La salvezza viene dai materiali

Spalla, gomito e polso sono tre elementi connessi e parte di un sistema dinamico che contribuisce alla massima performance del giocatore. Ma la racchetta? La racchetta, come spesso si dice, è il prolungamento del braccio e come tale deve consentire di essere impugnata con naturalezza, cercando la massima velocità di esecuzione, il minimo sforzo e riducendo la trasmissione delle sollecitazioni alle articolazioni.
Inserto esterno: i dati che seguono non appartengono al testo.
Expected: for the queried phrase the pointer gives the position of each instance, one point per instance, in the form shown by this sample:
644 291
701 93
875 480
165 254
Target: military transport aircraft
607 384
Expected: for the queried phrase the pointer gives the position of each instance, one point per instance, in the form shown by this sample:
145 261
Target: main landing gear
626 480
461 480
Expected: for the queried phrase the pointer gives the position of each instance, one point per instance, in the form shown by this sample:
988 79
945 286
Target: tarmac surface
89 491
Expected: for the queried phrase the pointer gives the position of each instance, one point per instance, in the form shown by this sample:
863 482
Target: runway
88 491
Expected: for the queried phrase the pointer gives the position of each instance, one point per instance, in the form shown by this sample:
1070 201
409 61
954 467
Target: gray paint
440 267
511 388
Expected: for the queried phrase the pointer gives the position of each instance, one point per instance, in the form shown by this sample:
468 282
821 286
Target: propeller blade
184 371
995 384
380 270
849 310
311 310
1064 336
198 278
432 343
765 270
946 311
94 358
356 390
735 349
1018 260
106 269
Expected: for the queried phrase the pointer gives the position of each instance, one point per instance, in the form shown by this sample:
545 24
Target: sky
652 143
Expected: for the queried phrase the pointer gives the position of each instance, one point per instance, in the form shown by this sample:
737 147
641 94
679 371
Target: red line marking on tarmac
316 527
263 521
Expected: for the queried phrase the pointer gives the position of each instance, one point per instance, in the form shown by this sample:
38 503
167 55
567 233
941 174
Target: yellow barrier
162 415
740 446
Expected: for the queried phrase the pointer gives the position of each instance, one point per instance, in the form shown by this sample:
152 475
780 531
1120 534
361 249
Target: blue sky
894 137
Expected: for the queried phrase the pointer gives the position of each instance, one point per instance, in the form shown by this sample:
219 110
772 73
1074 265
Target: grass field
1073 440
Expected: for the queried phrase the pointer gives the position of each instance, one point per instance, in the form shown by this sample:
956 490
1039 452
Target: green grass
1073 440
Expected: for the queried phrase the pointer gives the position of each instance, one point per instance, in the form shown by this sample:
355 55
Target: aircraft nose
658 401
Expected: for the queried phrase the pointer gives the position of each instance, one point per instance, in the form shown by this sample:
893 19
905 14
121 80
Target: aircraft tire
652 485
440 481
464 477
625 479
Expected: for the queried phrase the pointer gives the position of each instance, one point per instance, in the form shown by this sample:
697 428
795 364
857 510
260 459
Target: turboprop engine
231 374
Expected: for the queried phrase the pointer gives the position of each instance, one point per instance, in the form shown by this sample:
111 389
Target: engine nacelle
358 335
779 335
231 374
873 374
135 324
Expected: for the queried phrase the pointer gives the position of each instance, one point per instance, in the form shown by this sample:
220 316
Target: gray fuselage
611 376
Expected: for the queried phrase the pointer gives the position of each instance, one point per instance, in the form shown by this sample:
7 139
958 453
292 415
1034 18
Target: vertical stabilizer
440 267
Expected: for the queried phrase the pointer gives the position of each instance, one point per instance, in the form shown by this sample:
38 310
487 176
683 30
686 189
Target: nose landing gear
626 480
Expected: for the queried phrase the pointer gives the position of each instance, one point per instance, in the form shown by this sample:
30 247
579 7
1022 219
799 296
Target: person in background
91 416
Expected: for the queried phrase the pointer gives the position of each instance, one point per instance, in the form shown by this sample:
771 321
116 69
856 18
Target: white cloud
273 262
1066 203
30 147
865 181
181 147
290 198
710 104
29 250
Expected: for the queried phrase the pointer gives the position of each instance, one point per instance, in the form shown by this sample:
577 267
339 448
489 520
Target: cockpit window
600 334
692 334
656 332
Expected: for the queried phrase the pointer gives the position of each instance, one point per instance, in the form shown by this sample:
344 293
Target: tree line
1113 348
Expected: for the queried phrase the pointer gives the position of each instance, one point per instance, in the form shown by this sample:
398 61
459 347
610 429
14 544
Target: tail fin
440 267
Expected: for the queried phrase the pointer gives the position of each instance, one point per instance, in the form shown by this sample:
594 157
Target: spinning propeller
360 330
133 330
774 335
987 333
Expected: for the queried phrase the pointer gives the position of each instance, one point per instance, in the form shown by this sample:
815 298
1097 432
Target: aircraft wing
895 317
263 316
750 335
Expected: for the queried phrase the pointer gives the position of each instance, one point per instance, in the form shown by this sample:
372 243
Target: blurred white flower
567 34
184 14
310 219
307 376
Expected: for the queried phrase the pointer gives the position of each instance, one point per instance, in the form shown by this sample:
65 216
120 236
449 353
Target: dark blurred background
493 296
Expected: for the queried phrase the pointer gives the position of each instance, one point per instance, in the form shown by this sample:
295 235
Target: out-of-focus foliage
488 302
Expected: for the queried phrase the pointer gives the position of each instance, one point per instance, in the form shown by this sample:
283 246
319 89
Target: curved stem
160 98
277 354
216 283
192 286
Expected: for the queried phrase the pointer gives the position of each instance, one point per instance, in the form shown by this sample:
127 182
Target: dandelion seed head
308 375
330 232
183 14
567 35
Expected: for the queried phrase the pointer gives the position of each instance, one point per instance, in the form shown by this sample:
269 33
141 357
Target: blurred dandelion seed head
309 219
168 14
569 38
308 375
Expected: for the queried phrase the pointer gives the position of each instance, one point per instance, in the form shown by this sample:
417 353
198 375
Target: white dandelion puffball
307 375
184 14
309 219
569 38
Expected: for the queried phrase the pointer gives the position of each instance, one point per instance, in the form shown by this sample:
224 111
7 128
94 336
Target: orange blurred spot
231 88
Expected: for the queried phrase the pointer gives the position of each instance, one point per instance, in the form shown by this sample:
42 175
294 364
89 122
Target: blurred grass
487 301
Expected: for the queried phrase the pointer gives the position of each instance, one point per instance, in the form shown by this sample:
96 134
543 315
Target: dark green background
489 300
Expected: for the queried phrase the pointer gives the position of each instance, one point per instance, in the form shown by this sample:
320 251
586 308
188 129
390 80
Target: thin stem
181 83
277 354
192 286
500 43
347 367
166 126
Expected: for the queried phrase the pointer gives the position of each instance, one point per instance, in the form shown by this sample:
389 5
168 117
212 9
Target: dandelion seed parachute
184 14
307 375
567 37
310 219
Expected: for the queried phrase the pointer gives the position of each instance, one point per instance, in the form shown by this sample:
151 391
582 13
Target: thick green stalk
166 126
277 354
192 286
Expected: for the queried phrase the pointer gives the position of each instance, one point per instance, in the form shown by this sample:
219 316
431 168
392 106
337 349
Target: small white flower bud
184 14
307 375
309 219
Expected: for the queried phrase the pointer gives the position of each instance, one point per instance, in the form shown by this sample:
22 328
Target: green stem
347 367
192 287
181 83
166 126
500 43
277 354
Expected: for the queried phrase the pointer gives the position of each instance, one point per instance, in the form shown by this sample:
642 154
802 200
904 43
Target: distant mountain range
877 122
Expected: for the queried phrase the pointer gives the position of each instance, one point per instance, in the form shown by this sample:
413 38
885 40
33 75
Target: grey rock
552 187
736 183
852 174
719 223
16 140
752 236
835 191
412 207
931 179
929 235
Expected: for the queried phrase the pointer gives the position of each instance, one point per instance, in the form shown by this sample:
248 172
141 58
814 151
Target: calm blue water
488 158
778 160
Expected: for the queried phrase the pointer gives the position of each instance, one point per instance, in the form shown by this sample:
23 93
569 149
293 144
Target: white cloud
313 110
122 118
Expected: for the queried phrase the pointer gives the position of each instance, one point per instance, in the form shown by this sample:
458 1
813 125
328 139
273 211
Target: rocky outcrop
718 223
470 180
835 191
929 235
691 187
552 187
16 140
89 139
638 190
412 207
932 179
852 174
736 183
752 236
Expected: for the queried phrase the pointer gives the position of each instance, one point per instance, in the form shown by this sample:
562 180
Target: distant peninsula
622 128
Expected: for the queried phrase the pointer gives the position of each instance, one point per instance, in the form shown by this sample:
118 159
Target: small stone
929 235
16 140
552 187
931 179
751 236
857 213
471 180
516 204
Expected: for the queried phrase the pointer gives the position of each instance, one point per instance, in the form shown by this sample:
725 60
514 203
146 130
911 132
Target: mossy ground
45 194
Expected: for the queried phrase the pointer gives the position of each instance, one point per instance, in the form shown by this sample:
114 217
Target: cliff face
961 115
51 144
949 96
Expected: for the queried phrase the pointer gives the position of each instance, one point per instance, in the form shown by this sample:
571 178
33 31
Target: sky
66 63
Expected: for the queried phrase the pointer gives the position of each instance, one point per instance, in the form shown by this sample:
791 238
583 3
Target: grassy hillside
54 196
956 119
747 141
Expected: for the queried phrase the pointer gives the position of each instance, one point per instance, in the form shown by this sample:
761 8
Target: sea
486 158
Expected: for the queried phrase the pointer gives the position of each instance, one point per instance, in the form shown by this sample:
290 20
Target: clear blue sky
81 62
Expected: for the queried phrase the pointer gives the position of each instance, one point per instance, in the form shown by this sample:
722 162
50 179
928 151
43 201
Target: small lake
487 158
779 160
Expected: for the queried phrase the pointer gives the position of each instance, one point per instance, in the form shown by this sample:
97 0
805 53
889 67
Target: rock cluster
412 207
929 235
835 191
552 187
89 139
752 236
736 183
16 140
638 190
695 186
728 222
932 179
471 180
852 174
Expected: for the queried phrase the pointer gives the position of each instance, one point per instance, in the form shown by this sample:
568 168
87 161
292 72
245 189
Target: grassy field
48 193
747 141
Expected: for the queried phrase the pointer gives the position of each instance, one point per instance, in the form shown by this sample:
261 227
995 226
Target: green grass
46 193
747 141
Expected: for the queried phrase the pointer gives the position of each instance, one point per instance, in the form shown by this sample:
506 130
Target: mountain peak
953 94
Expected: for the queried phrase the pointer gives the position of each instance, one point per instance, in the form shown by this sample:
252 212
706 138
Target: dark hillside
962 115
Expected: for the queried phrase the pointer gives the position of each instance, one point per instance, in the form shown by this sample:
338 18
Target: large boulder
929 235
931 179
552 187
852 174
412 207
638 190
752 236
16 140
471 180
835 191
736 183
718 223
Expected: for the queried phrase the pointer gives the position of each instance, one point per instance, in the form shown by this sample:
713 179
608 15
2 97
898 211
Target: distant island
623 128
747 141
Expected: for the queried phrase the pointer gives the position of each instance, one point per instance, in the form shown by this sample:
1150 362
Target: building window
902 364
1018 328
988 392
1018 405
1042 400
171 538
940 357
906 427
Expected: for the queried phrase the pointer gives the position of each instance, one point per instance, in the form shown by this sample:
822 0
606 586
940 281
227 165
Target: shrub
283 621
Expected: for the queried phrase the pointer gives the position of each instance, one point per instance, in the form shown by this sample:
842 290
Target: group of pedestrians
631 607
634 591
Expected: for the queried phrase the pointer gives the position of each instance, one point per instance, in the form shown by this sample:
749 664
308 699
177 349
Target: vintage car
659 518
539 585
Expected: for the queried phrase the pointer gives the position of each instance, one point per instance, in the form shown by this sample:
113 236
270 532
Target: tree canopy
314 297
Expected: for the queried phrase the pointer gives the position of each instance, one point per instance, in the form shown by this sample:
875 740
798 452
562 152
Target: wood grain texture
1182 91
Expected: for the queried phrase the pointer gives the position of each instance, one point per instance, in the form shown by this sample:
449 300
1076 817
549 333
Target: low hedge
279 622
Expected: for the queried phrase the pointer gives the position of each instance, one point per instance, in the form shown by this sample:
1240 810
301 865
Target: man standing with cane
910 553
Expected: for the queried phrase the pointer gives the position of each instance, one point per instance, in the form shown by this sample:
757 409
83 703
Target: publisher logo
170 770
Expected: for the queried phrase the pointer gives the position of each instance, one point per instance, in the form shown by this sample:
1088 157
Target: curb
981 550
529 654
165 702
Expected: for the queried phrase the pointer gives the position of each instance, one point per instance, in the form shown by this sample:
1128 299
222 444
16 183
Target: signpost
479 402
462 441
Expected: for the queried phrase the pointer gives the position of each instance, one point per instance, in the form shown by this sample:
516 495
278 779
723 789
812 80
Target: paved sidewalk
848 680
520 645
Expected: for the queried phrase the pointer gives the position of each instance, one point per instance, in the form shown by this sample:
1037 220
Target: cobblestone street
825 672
La ricerca dei produttori di telai e di corde, da qualche tempo a questa parte, si è diretta verso lo studio di attrezzi in grado di mitigare l’effetto ‘tavoletta’ dovuto al sovrapporsi della rigidezza del telaio a quella delle corde, per stemperare la potenza dell’attrezzo (dovuta alla rigidezza stessa del telaio e ad inerzie molto elevate). A prima vista una scelta anomala rispetto ai dettami che hanno guidato la progettazione delle racchette di nuova generazione negli ultimi dieci anni. La flessibilità dei telai perseguita da quasi tutti i principali marchi è ottenuta attraverso l’utilizzo di materiali come fibra di carbonio e di vetro, e compositi a basso modulo elastico. Da un lato, quindi, una sorta di ritorno al passato, guardando però avanti in modo innovativo. Materiali a minore rigidezza consentono infatti di avere racchette più flessibili anche nel caso di telai profilati, un tempo caratterizzati da valori RA (rigidità) superiori ai 70 punti; questo con l’obiettivo di interagire con maggiore dolcezza sulle articolazioni, garantendo facilità di movimento e pesi medio bassi. In questi termini, anche la spaziatura e il posizionamento delle corde ha un peso importante, dato che dall’ottimizzazione della spaziatura (in gergo tecnico drilling) e dallo studio oculato della conformazione dei passacorde (grommet), si possono ottenere variazioni significative in termini di resa dell’attrezzo, se è vero che spesso due racchette ‘giocano’ in modo differente semplicemente cambiando i passacorde.

Per le corde il percorso che si persegue è simile. La ricerca di questi ultimi anni punta a ottenere filamenti che consentano elevate rigidezze all’allungamento (rigidezza statica) per massimizzare la performance in termini di controllo ma con un minimo shock sulle articolazioni del braccio (minima rigidezza dinamica). In questi termini il trattamento superficiale delle corde, e il loro scorrimento laterale durante l’impatto, assume un ruolo fondamentale. Come diceva il buon Jack Kramer, scegliamo dunque il telaio che possiamo muovere alla massima velocità possibile per l’intero arco della partita, con un occhio particolare all’utilizzo di corde e tensioni che ci consentano di avere un controllo accettabile senza sollecitare in modo eccessivo le articolazioni, perché ricercare il controllo attraverso tensioni e corde rigide potrebbe essere controproducente sul medio e lungo termine.